At first the potato was unwilling to listen to this, but after a while it said, “Very well, then, I will wait till the morning. But this much I know, my Wry-Face, if you do not carry me then to One-Eye, the potato wife, I shall get into your mattress and you shall roll again every night.”
So Wry-Face put the potato in the bin. When he had done that he went to bed, and slept and slept.
When the sun was shining he awoke, and he remembered that he had to carry the potatoes back to One-Eye, the potato wife; and he was as cross as anything.
“Well, I suppose I must,” he said. And when he had had his breakfast, he went to his cupboard to get a sack.
Then he found that his sack was full of pearls which he had gathered together for Heigh-Heavy, the giant, whose daughter, So-Small, he wished to marry.
So he thought, “First of all I will carry the pearls to Heigh-Heavy, for that is more important.” And away he went with the sack upon his back. And he never saw the spell which Oh-I-Am had placed beside his door.
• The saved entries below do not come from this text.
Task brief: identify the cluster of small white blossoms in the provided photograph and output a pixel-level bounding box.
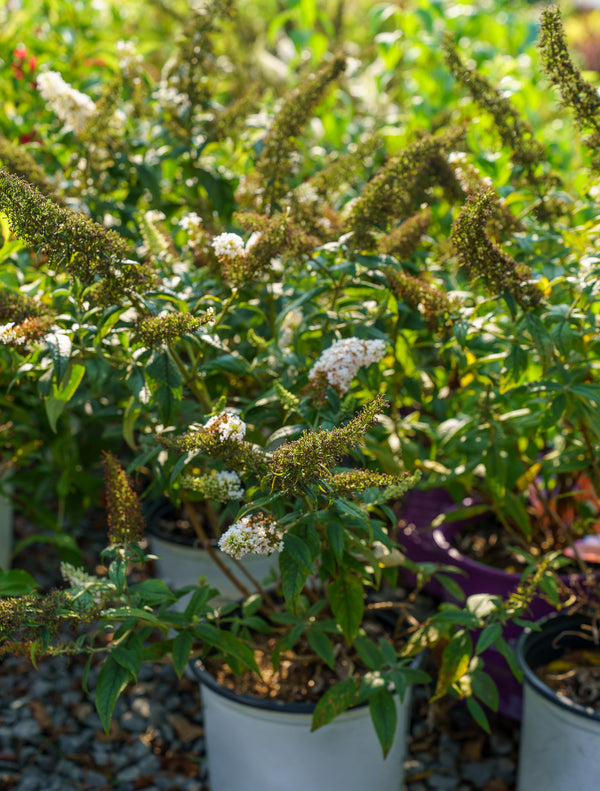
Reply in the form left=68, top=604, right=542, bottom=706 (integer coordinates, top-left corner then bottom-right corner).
left=116, top=39, right=143, bottom=75
left=37, top=70, right=96, bottom=135
left=153, top=58, right=191, bottom=115
left=179, top=212, right=202, bottom=232
left=309, top=337, right=387, bottom=395
left=218, top=514, right=283, bottom=559
left=204, top=411, right=247, bottom=442
left=211, top=232, right=261, bottom=260
left=212, top=469, right=245, bottom=499
left=211, top=232, right=245, bottom=259
left=0, top=323, right=26, bottom=346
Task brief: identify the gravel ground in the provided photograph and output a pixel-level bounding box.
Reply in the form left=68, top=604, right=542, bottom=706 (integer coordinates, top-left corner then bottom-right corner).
left=0, top=513, right=520, bottom=790
left=0, top=653, right=519, bottom=791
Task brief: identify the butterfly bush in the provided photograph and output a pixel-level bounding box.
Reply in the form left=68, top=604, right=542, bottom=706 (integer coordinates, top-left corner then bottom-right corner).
left=36, top=70, right=97, bottom=135
left=218, top=513, right=283, bottom=559
left=308, top=337, right=387, bottom=395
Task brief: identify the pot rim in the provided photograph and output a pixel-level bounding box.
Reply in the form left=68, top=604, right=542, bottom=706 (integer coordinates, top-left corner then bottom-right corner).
left=516, top=611, right=600, bottom=723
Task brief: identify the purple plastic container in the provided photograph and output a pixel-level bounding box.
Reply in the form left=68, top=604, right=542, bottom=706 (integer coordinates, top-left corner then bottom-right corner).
left=397, top=488, right=585, bottom=720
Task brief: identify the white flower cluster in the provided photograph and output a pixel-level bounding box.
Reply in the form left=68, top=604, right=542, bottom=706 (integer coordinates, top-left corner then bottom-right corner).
left=37, top=70, right=96, bottom=135
left=211, top=232, right=245, bottom=259
left=278, top=308, right=303, bottom=350
left=211, top=232, right=262, bottom=261
left=218, top=514, right=283, bottom=559
left=0, top=323, right=26, bottom=346
left=204, top=411, right=247, bottom=442
left=212, top=469, right=245, bottom=500
left=309, top=337, right=387, bottom=395
left=179, top=212, right=203, bottom=232
left=116, top=39, right=142, bottom=74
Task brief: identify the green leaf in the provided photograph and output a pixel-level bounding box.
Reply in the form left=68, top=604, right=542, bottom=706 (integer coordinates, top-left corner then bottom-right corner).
left=101, top=606, right=164, bottom=628
left=328, top=572, right=364, bottom=643
left=95, top=657, right=132, bottom=732
left=202, top=353, right=253, bottom=376
left=354, top=634, right=384, bottom=669
left=466, top=696, right=491, bottom=732
left=280, top=533, right=312, bottom=611
left=184, top=584, right=213, bottom=618
left=172, top=631, right=194, bottom=677
left=525, top=314, right=553, bottom=374
left=45, top=331, right=72, bottom=384
left=306, top=628, right=335, bottom=669
left=111, top=635, right=142, bottom=682
left=146, top=349, right=183, bottom=422
left=471, top=670, right=499, bottom=712
left=311, top=678, right=358, bottom=731
left=108, top=555, right=129, bottom=594
left=192, top=622, right=259, bottom=673
left=45, top=362, right=85, bottom=432
left=496, top=636, right=523, bottom=682
left=0, top=569, right=39, bottom=595
left=334, top=498, right=369, bottom=526
left=369, top=688, right=398, bottom=757
left=436, top=574, right=465, bottom=602
left=433, top=630, right=472, bottom=700
left=475, top=623, right=502, bottom=655
left=326, top=522, right=345, bottom=563
left=129, top=578, right=177, bottom=605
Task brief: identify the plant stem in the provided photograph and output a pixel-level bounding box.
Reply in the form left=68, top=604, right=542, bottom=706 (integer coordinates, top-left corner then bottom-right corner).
left=181, top=495, right=252, bottom=599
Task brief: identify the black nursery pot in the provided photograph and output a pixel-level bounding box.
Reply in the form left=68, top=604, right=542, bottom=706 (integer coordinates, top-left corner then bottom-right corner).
left=515, top=612, right=600, bottom=791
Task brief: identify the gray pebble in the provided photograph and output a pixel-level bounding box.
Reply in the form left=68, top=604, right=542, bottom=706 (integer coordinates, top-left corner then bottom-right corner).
left=13, top=718, right=41, bottom=740
left=490, top=730, right=516, bottom=755
left=460, top=760, right=495, bottom=787
left=85, top=769, right=111, bottom=787
left=121, top=711, right=148, bottom=733
left=427, top=774, right=459, bottom=789
left=492, top=756, right=516, bottom=784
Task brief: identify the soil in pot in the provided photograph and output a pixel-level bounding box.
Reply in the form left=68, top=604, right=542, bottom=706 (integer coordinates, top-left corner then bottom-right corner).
left=203, top=604, right=411, bottom=704
left=533, top=629, right=600, bottom=711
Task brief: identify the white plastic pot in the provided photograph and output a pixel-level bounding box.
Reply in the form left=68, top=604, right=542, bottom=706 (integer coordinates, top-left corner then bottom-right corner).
left=517, top=613, right=600, bottom=791
left=148, top=531, right=279, bottom=608
left=192, top=663, right=414, bottom=791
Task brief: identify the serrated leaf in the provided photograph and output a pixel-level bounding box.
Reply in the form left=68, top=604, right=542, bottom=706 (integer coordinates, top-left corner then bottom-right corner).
left=328, top=572, right=364, bottom=643
left=311, top=678, right=358, bottom=731
left=95, top=657, right=132, bottom=732
left=369, top=688, right=398, bottom=757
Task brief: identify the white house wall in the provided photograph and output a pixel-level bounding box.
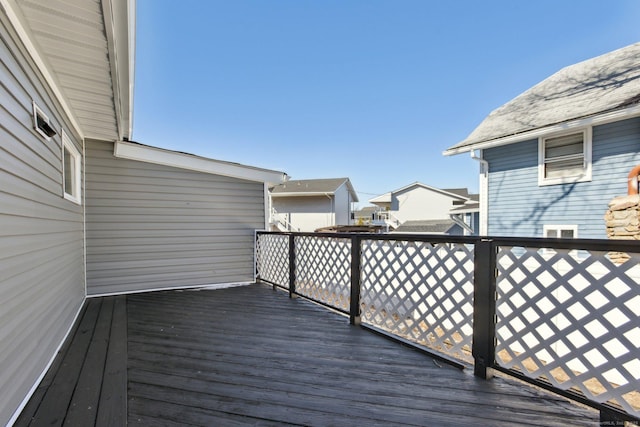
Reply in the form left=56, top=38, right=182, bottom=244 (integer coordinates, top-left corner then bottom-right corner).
left=0, top=18, right=85, bottom=426
left=393, top=186, right=461, bottom=223
left=272, top=196, right=335, bottom=232
left=85, top=140, right=266, bottom=295
left=334, top=184, right=353, bottom=226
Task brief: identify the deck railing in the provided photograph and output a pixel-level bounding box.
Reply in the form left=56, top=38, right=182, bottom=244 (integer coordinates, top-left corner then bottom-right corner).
left=255, top=231, right=640, bottom=424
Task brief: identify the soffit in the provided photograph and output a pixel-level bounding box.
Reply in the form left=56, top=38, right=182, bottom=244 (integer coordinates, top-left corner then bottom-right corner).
left=11, top=0, right=131, bottom=141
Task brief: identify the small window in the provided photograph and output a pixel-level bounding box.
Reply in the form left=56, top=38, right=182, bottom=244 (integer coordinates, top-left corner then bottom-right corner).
left=538, top=129, right=591, bottom=186
left=62, top=131, right=81, bottom=204
left=544, top=225, right=577, bottom=239
left=32, top=101, right=57, bottom=140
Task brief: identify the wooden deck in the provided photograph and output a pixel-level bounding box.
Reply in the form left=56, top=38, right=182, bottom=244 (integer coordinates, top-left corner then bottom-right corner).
left=15, top=283, right=599, bottom=426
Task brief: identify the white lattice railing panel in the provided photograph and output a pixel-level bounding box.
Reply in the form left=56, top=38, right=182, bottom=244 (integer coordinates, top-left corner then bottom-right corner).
left=256, top=233, right=290, bottom=289
left=295, top=236, right=352, bottom=311
left=496, top=246, right=640, bottom=417
left=361, top=239, right=475, bottom=361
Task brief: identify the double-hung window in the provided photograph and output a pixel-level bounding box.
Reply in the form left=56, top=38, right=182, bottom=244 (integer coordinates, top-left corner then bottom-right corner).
left=62, top=131, right=81, bottom=204
left=538, top=128, right=592, bottom=185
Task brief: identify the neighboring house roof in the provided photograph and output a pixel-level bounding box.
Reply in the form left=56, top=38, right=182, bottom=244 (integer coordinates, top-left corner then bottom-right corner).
left=369, top=192, right=392, bottom=204
left=271, top=178, right=359, bottom=202
left=369, top=182, right=470, bottom=204
left=392, top=220, right=456, bottom=234
left=354, top=206, right=380, bottom=218
left=450, top=201, right=480, bottom=214
left=114, top=141, right=288, bottom=184
left=444, top=42, right=640, bottom=155
left=442, top=188, right=469, bottom=198
left=3, top=0, right=135, bottom=142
When he reached the Most Enormous House of Heigh-Heavy, the Giant, there the giant was sitting in his parlor lacing his shoes.
So Wry-Face cried out in a gay little voice, “Here I am, Heigh-Heavy, here I am. And here is a bag of pearls which I have brought you in exchange for your beautiful daughter, So-Small.”
When Heigh-Heavy heard this, he stopped lacing his shoes, and said, “You must bring me in exchange for my daughter So-Small as many pearls as will cover my palm.”
Then Wry-Face ran forward and he tipped up the sack; and, standing high upon his toes, he shook out all that it held into the hand of Heigh-Heavy, the Giant.